Pride Weekend and my Parents
My dad has no idea that it’s Pride weekend, but this morning began with some sagely advice over coffee:
“Do what you love, and love who you love. I’m proud of you already.”
I’m the oldest child and a first and a half generation immigrant to the United States, and my parents were very young when they had me. I’m starting to realize what that means.
When I came out to my parents, they reacted with a lot of fear. I initially misinterpreted that fear as homophobia, that they didn’t understand or were afraid of my sexual orientation.
As it turns out, they were just reacting out of fear for my life. They came to the United States when I was a baby. My mother was 22 - she was my age. Speaking very little English and having to figure out how to support a family in the United States, they experienced an incredible amount of racism and anti-immigrant sentiment in their first few years in Minnesota. They wanted their sons to grow up as Americans, speaking the language and understanding the culture so we wouldn’t have to go through all of that in our own lives. Perhaps then, our identities would not be so politicized and we could go about our lives in peace.

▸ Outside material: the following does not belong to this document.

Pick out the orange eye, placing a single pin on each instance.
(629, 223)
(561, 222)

And so my coming out was met with an exasperation, a sudden resurfacing of a fear that they thought to be long-buried. Just when they thought their boys could be free to navigate the American cultural landscape as full-fledged, respected citizens, another identity pops up that would relegate their older son to second-class status in the eyes of a lot of people.
They spent much of our childhoods being a little controlling, and there had been a hefty bit of tension between us back then. My parents had only just gotten comfortable with me when I went to high school. When we were little, they were worried that either of their sons could be the next Vincent Chin. Just when that fear subsided, it was replaced with a fear that I could be another Matthew Shepard. That’s why they were afraid and angry - we live in an area where the school district experienced eight LGBT-related student suicides in two years (2010-2011). My neighbors and peers tended to be white, religious, Christian conservatives. They know that.
It’s been a few years, and things have settled down a bit. But before every time I apply for a job, before every time I go out, before every time I go on a trip, my dad takes me aside for a chat. He warns me that the world is a dangerous place for me. He tells me to protect myself, to keep secrets. He’ll spend a good forty minutes reiterating that the world is dangerous and that I could find myself at the mercy of people who will hate me.
I used to get so sick of the ‘soliloquy of imminent doom.’ I’d heard it hundreds of times over the years, and as a teenager the repetition came off as condescension. Nowadays, I can see the weariness in his eyes as he’s telling me all this. My dad is a powerful man - a master kickboxer and tournament champion several times over in his youth, he’s accustomed to taking on the world as a fighter, and he has the scars and the physique to prove it. But when he talks to me before every time I leave the house, he looks so feeble.
He’s not lecturing me - he’s imploring me. He is begging me to do everything that I can to come home safe because he knows he’s completely powerless to protect me like he used to.